The types of transformations under consideration are those which amplify the effect of test cases, i.e., simple transformations that allow us to infer the behavior of the program for many inputs based on its behavior for one input. Thus, these transformation rules reduce the effective size of the input space, typically by eliminating one or more dimensions in the input space. The major benefit of these transformations is to make the reliability estimate insensitive to the operational profile. Also, when the transformed input space is sufficiently small, sampling without replacement can be used to significantly reduce the number of test cases needed for achieving a desired confidence level.
Bojan Cukic is investigating these techniques as part of his doctoral dissertation. We have developed several transformation rules, including program slicing, elimination of nondeterministic control structures, and input, and output transformations for amplifying test cases. We are also developing monotonic transformation rules that significantly accelerate the execution of each test case. The key idea for achieving performance speed-up is to ensure that the correctness of the transformed program for an input implies correctness of the original program for that input. However, unlike semantically equivalent transformations, if the transformed version is incorrect then the original version must be tested to determine its behavior for that particular input.
Three major software tools are being developed to automate the evaluation process, specifically, a symbolic execution system, an automated test data generation system, and an input space visualization system.
Ridhdhish Amin, a master's student, is implementing a symbolic execution system for C programs using SAGE++ as the underlying parser. This tool generates the path constraints and output expressions in algebraic form for use by the test data generator and visualization system. A first version is ready and is being applied to an avionics program for controlling the landing phase of an aircraft.
As part of his doctoral dissertation, Anouar Jamoussi is developing an accelerated test data generator based on a two-step approach to achieve a speedup of over 200 times over conventional interpretive methods of generating random test data that satisfy a given partition predicate. In the first step, heuristics are used to order the input parameters needed to obtain an optimal sequence for generating the test data. Next, a customized test data generator is automatically coded for each predicate, compile, and linked to the application program. A prototype is ready, and work is in progress to statistically bound each predicate by a tight box to increase the "hit ratio" in the random test data generation process.

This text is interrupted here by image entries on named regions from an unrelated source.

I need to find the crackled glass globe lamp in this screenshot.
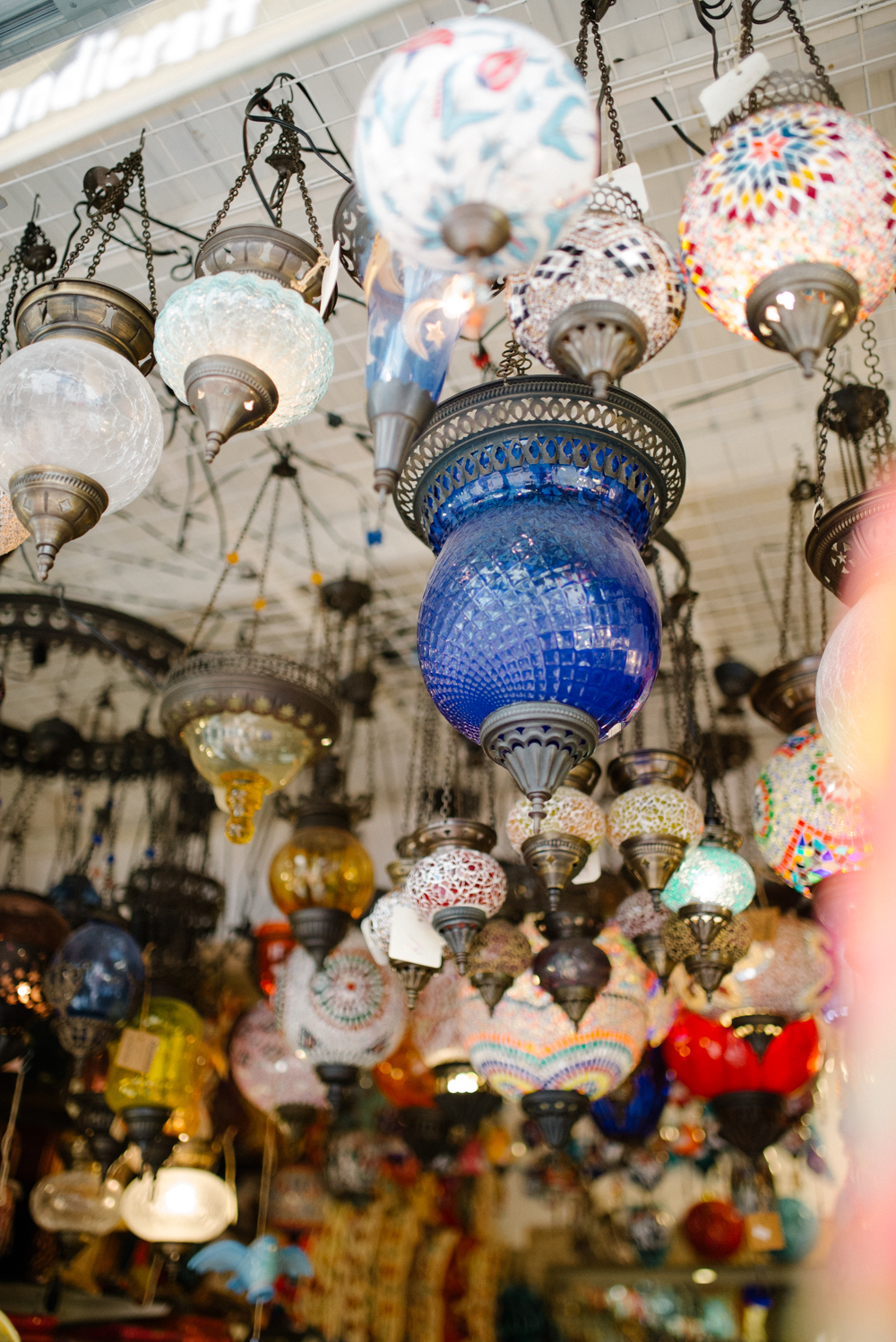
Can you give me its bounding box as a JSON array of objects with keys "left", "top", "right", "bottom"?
[
  {"left": 678, "top": 87, "right": 896, "bottom": 375},
  {"left": 354, "top": 14, "right": 597, "bottom": 278},
  {"left": 153, "top": 226, "right": 332, "bottom": 461}
]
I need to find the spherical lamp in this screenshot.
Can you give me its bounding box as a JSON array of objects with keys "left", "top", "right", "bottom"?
[
  {"left": 504, "top": 181, "right": 686, "bottom": 396},
  {"left": 753, "top": 722, "right": 871, "bottom": 895},
  {"left": 153, "top": 224, "right": 332, "bottom": 461},
  {"left": 0, "top": 280, "right": 165, "bottom": 581},
  {"left": 270, "top": 800, "right": 373, "bottom": 967},
  {"left": 354, "top": 14, "right": 597, "bottom": 277},
  {"left": 678, "top": 88, "right": 896, "bottom": 375}
]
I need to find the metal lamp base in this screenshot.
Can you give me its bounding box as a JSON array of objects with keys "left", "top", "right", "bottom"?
[
  {"left": 367, "top": 383, "right": 436, "bottom": 495},
  {"left": 9, "top": 466, "right": 108, "bottom": 582},
  {"left": 747, "top": 262, "right": 860, "bottom": 377},
  {"left": 547, "top": 299, "right": 647, "bottom": 400},
  {"left": 478, "top": 701, "right": 601, "bottom": 833},
  {"left": 184, "top": 354, "right": 279, "bottom": 461}
]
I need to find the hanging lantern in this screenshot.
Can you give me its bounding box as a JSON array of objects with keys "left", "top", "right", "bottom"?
[
  {"left": 678, "top": 73, "right": 896, "bottom": 375},
  {"left": 753, "top": 722, "right": 871, "bottom": 894},
  {"left": 405, "top": 820, "right": 507, "bottom": 975},
  {"left": 106, "top": 997, "right": 202, "bottom": 1169},
  {"left": 591, "top": 1048, "right": 671, "bottom": 1143},
  {"left": 276, "top": 927, "right": 407, "bottom": 1110},
  {"left": 613, "top": 890, "right": 675, "bottom": 986},
  {"left": 159, "top": 651, "right": 340, "bottom": 843},
  {"left": 504, "top": 177, "right": 686, "bottom": 397},
  {"left": 354, "top": 14, "right": 597, "bottom": 278},
  {"left": 0, "top": 149, "right": 164, "bottom": 582},
  {"left": 467, "top": 918, "right": 532, "bottom": 1011},
  {"left": 270, "top": 798, "right": 373, "bottom": 968},
  {"left": 676, "top": 907, "right": 839, "bottom": 1059},
  {"left": 607, "top": 750, "right": 702, "bottom": 902},
  {"left": 121, "top": 1167, "right": 237, "bottom": 1245},
  {"left": 396, "top": 377, "right": 684, "bottom": 822},
  {"left": 230, "top": 1002, "right": 326, "bottom": 1140},
  {"left": 44, "top": 919, "right": 143, "bottom": 1088}
]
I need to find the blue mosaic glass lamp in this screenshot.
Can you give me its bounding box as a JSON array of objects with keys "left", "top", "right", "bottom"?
[{"left": 396, "top": 375, "right": 684, "bottom": 821}]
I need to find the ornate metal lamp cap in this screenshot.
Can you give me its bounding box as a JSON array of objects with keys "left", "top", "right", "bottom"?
[
  {"left": 745, "top": 262, "right": 861, "bottom": 377},
  {"left": 9, "top": 466, "right": 108, "bottom": 582},
  {"left": 547, "top": 299, "right": 647, "bottom": 400},
  {"left": 750, "top": 652, "right": 821, "bottom": 736},
  {"left": 416, "top": 817, "right": 497, "bottom": 856},
  {"left": 607, "top": 750, "right": 694, "bottom": 788},
  {"left": 194, "top": 224, "right": 323, "bottom": 304},
  {"left": 14, "top": 280, "right": 156, "bottom": 375}
]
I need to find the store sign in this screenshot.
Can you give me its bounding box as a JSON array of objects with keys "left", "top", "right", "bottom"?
[{"left": 0, "top": 0, "right": 257, "bottom": 140}]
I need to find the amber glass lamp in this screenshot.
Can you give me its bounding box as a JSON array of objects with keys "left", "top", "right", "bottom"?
[{"left": 270, "top": 800, "right": 373, "bottom": 968}]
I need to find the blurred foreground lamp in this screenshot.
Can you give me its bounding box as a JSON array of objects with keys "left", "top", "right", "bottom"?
[
  {"left": 607, "top": 750, "right": 702, "bottom": 905},
  {"left": 354, "top": 14, "right": 597, "bottom": 278},
  {"left": 270, "top": 798, "right": 373, "bottom": 968},
  {"left": 405, "top": 819, "right": 507, "bottom": 975},
  {"left": 678, "top": 30, "right": 896, "bottom": 375},
  {"left": 0, "top": 149, "right": 164, "bottom": 582},
  {"left": 106, "top": 997, "right": 202, "bottom": 1169},
  {"left": 159, "top": 649, "right": 340, "bottom": 843}
]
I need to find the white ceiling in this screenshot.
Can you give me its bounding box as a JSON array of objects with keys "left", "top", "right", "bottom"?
[{"left": 0, "top": 0, "right": 896, "bottom": 880}]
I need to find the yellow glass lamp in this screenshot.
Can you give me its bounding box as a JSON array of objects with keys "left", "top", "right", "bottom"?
[
  {"left": 270, "top": 800, "right": 375, "bottom": 967},
  {"left": 161, "top": 649, "right": 340, "bottom": 843},
  {"left": 106, "top": 997, "right": 205, "bottom": 1169}
]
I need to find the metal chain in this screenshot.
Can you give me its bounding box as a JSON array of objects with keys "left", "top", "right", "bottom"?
[
  {"left": 202, "top": 122, "right": 275, "bottom": 242},
  {"left": 778, "top": 0, "right": 842, "bottom": 108},
  {"left": 813, "top": 345, "right": 837, "bottom": 526},
  {"left": 495, "top": 336, "right": 532, "bottom": 383}
]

Victoria Hilford, a doctoral student, is developing a program for visualizing the input space of process-control programs. The program uses the predicates and expressions from the symbolic execution system, as well as data from the testing phase, to construct and display a multidimensional profile of the tested portions of the input space. Its main use will be to identify areas in the input space that need additional testing. Ms. Hilford is porting an earlier prototype for NeXt machines to the SUN-Unix environment.
To validate the approach and the tools, we have obtained the specification of an avionics program from Dr. Michael Lyu at AT&T Bell Labs. The program, developed by Somdutt Behura as part of a special problems course, was rigorously reviewed by all members of the research group, including Nidal Zeidat, a doctoral student. The program has been sent to Dr. Lyu for acceptance testing and will then undergo detailed evaluation by our group.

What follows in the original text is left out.